Según le informaron, el señor Justino Márquez había sido internado en la quinta planta, en una habitación doble. A pesar de lo avanzado de la hora, la floristería del pabellón militar todavía estaba abierta y Elías Arce aprovechó para elegir un ramo en que la modestia no estuviera reñida con el gusto. Con un puñado de caléndulas en la mano, ascendió los tres pisos tan rápidamente como el agotamiento de sus piernas se lo permitió. Al entrar en la habitación, se dirigió hacia el anciano que ocupaba la cama más alejada del ventanal y comenzó a estrujarlo entre sus brazos, emitiendo sonoras exclamaciones de regocijo.

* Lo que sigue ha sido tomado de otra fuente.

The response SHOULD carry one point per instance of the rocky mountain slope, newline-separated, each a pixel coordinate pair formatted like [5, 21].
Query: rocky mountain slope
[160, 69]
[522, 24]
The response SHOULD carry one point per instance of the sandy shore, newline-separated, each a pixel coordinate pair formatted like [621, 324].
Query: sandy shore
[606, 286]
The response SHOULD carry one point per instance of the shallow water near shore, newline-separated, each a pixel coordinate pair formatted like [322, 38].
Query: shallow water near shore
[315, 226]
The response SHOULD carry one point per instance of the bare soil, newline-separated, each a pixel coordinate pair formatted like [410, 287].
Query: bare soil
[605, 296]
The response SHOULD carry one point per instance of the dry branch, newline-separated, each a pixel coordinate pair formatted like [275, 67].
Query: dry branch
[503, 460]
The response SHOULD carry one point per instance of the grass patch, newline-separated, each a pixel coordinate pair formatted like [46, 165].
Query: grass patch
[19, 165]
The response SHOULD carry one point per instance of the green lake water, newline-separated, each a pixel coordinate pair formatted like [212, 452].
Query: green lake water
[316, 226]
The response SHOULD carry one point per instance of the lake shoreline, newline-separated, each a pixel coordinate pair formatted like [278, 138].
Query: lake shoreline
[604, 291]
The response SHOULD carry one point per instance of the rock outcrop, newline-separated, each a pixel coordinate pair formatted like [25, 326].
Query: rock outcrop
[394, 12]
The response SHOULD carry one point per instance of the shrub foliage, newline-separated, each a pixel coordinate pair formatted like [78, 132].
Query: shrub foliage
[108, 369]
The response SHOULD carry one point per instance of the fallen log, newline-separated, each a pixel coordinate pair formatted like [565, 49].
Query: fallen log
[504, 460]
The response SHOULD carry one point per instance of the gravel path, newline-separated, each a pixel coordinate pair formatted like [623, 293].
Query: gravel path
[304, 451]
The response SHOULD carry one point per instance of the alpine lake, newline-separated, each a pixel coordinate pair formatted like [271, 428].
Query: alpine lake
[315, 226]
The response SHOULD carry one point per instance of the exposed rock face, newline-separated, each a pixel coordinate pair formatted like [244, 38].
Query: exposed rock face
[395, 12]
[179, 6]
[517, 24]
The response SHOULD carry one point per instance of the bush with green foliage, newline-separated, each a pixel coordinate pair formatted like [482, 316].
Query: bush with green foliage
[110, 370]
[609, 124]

—¡Querido tío! —clamaba, conteniéndose las lágrimas—. ¡Qué alegría de verle! Tiene usted buen aspecto, me parece. He venido a Madrid a resolver unos asuntos de la notaría y me ha parecido obligatorio hacerle una visita.
El anciano tenía algo que objetar: pero antes de que abriese ese agujero sin dientes que tenía en lugar de la boca, Arce le amordazó con el ramo de flores y le cruzó el termómetro en las encías, muy preocupado por su temperatura. Luego estuvo un rato sacudiéndole los hombros y cambiando los almohadones de posición hasta que la espalda del tío logró un acomodo más o menos aceptable. Por último, Arce arrastró el butacón de invitados para colocarlo al lado de la cama y se sentó con las piernas cruzadas. El anciano le contemplaba con ojos atónitos, unos ojos en que la incredulidad se teñía de esperanza: por un segundo, Arce temió que el pobre hombre estuviera tan solo que fuera a reconocerlo como su sobrino de verdad.